Banyak sahabat terkemuka yang juga mengajukan lamaran kepada Rasulullah SAW untuk menikahi putrinya. Namun, Rasulullah SAW menahan diri, menunggu ketetapan Ilahi. Ketika Ali yang mengajukan lamaran, Nabi Muhammad SAW menyambutnya dengan penuh sukacita. Beliau bersabda bahwa jika bukan untuk Ali, maka tidak ada seorang pun yang layak menjadi suami Fatimah.
Mahar yang Sederhana Namun Bermakna
Salah satu aspek paling menonjol dari pernikahan ini adalah kesederhanaannya. Ketika Rasulullah SAW menanyakan apa yang dimiliki Ali sebagai mahar, Ali dengan jujur menyatakan bahwa ia tidak memiliki apa-apa selain baju zirahnya dan seekor unta yang ia gunakan untuk bekerja. Rasulullah SAW menerima persembahan tersebut dengan lapang dada.
Bahkan, baju zirah tersebut kemudian dijual oleh Ali, dan hasil penjualannya (yang konon berjumlah sekitar 400 dirham perak) diserahkan kepada Rasulullah SAW. Sebagian besar uang itu digunakan untuk keperluan persiapan pernikahan dan sisanya diserahkan kembali kepada Ali dan Fatimah untuk modal hidup mereka. Kesederhanaan mahar ini menjadi teladan agung bahwa nilai sejati sebuah pernikahan terletak pada ketakwaan dan kesucian niat, bukan pada kemewahan duniawi.
Prosesi Pernikahan yang Penuh Berkah
Pernikahan ini berlangsung di masa sulit, namun dipenuhi dengan keberkahan surgawi. Rasulullah SAW sendiri yang mempersiapkan segala sesuatunya. Ada riwayat yang menyebutkan bahwa Fatimah menangis saat akan meninggalkan rumah ayahnya. Rasulullah SAW menghiburnya dan berdoa agar Allah memberkahi pernikahan mereka.
Malam pernikahan mereka adalah malam yang sederhana namun penuh dengan kehadiran para sahabat dan malaikat. Rasulullah SAW berpesan kepada Ali dan Fatimah untuk selalu menjaga kehormatan rumah tangga mereka, mendahulukan ketaatan kepada Allah, dan saling menghormati.

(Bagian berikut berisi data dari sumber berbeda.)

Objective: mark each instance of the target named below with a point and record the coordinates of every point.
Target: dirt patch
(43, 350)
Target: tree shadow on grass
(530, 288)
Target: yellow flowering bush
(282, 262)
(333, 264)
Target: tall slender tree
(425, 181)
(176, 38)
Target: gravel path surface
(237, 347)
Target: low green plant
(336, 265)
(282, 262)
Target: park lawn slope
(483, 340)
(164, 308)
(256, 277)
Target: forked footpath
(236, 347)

Beliau juga mendoakan agar Allah menganugerahkan keturunan yang saleh dan mulia dari pernikahan tersebut.
Pelajaran dari Ikatan Suci
Kisah pernikahan Ali dan Fatimah mengajarkan banyak pelajaran penting bagi umat Islam. Pertama, pentingnya kesederhanaan dalam mahar; nilai seorang suami atau istri diukur dari akhlak dan agamanya, bukan kekayaannya. Kedua, menunjukkan keteladanan dalam menjalani hidup. Meskipun mereka adalah keluarga termulia, mereka menjalani hidup yang sangat bersahaja, bekerja keras untuk memenuhi kebutuhan sehari-hari.
Ali bekerja mencari nafkah, sementara Fatimah tekun mengurus rumah tangga, bahkan sampai tangan beliau melepuh karena menggiling gandum. Kesabaran dan keikhlasan mereka dalam menghadapi ujian hidup adalah cerminan sempurna dari ajaran Islam.
Pernikahan ini melahirkan cucu-cucu kesayangan Nabi, yaitu Hasan dan Husain, yang menjadi pemimpin para pemuda penghuni surga. Hingga hari ini, ikatan suci antara Ali dan Fatimah tetap menjadi simbol cinta sejati, kesetiaan, dan keteladanan iman yang abadi dalam sejarah Islam.